I’ve got a general idea of how I will moderate this thread. But, I have never moderated before, not to mention trying an experiment like this. So, what I will do isn’t set in stone yet. But, the general principles go like this:
Off-topic posts
Feel free to discuss offtopic topics as they come up! You can discuss whether you think me moderating this thread in this way is good, whether you think Claire Obscure losing a major gaming award to LLM-generated content is fair, etc. Just put them in a details tag at the end of the post. The syntax is like this, if you’re unfamiliar with them:
[details="Summary"]
This text will be hidden by default.
[/details]
and they look like this
Summary
This text will be hidden by default.
If a post doesn’t put something in a details tag when I think it should, I will edit it to do that. If a midly off-topic comment at the end of a post ends up sparking a whole side discussion, I’ll probably put that comment and all future comments in later posts referencing that into their own details box like that.
Aggressive posts
If I think the tone in a comment is too aggressive, I will probably deal with it with one of these actions in order of preference:
Edit it. Keep the original opinion intact but soften the language.

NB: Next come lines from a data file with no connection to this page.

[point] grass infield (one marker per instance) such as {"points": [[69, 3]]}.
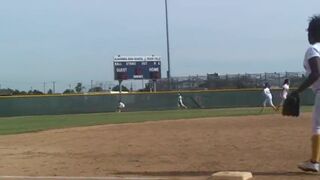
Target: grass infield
{"points": [[25, 124]]}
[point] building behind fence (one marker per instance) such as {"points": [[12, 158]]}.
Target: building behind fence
{"points": [[229, 81]]}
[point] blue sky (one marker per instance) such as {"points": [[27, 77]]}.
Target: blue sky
{"points": [[71, 41]]}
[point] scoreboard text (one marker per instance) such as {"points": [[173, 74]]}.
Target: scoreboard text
{"points": [[137, 68]]}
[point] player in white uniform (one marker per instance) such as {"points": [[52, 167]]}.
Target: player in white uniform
{"points": [[267, 97], [180, 102], [311, 64], [284, 92]]}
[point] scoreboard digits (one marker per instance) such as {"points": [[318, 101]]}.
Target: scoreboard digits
{"points": [[145, 67]]}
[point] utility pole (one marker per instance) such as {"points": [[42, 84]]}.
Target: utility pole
{"points": [[53, 87], [44, 87], [168, 47]]}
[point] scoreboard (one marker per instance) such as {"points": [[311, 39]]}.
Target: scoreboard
{"points": [[137, 67]]}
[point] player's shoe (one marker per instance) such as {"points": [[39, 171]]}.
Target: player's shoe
{"points": [[309, 166]]}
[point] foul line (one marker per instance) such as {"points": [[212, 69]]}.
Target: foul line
{"points": [[79, 178]]}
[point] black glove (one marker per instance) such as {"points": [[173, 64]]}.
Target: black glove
{"points": [[291, 106]]}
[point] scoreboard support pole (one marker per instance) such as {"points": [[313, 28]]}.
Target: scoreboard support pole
{"points": [[154, 85], [120, 89]]}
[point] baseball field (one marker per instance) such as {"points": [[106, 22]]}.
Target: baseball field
{"points": [[176, 144]]}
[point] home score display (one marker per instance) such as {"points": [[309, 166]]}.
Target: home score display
{"points": [[137, 67]]}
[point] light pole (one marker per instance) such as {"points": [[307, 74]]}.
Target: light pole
{"points": [[168, 47]]}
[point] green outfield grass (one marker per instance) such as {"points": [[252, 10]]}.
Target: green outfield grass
{"points": [[15, 125]]}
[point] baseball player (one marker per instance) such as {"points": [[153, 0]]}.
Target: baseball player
{"points": [[267, 97], [180, 102], [284, 92], [311, 64], [121, 106]]}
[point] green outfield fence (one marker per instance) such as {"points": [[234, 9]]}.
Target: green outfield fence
{"points": [[94, 103]]}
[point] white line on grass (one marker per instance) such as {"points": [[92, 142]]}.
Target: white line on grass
{"points": [[80, 178]]}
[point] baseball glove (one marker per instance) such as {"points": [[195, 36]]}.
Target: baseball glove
{"points": [[291, 106]]}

Remove it. Also follow up with the poster about how it can be improved.
Remove it and don’t follow up with the poster. I’ll probably use this sparingly if at all. I want everyone to be able to voice their opinion and make arguments for and against other people’s ideas on this thread! Just not with an aggressive tone.
If I lose energy
All this may be too much for me to moderate. Again, I have never moderated, let alone done an experiment like this. I may lock the thread until I have energy to moderate again. Or, I might switch this thread to being moderated normally. I’ll make a post if I decide to make that switch, so you’ll know the thread is no longer being moderated by me.
Once again, it is up to you if you would like to participate in this thread or not. I hope this yields a more productive conversation, but who knows what will actually happen! This is still a topic where many people have strong and contradictory opinions, so this is unlikely to be perfect. If you are looking for somewhere else to post that isn’t moderated like this thread, I recommend the New Category for “AI-Assisted” Software? thread.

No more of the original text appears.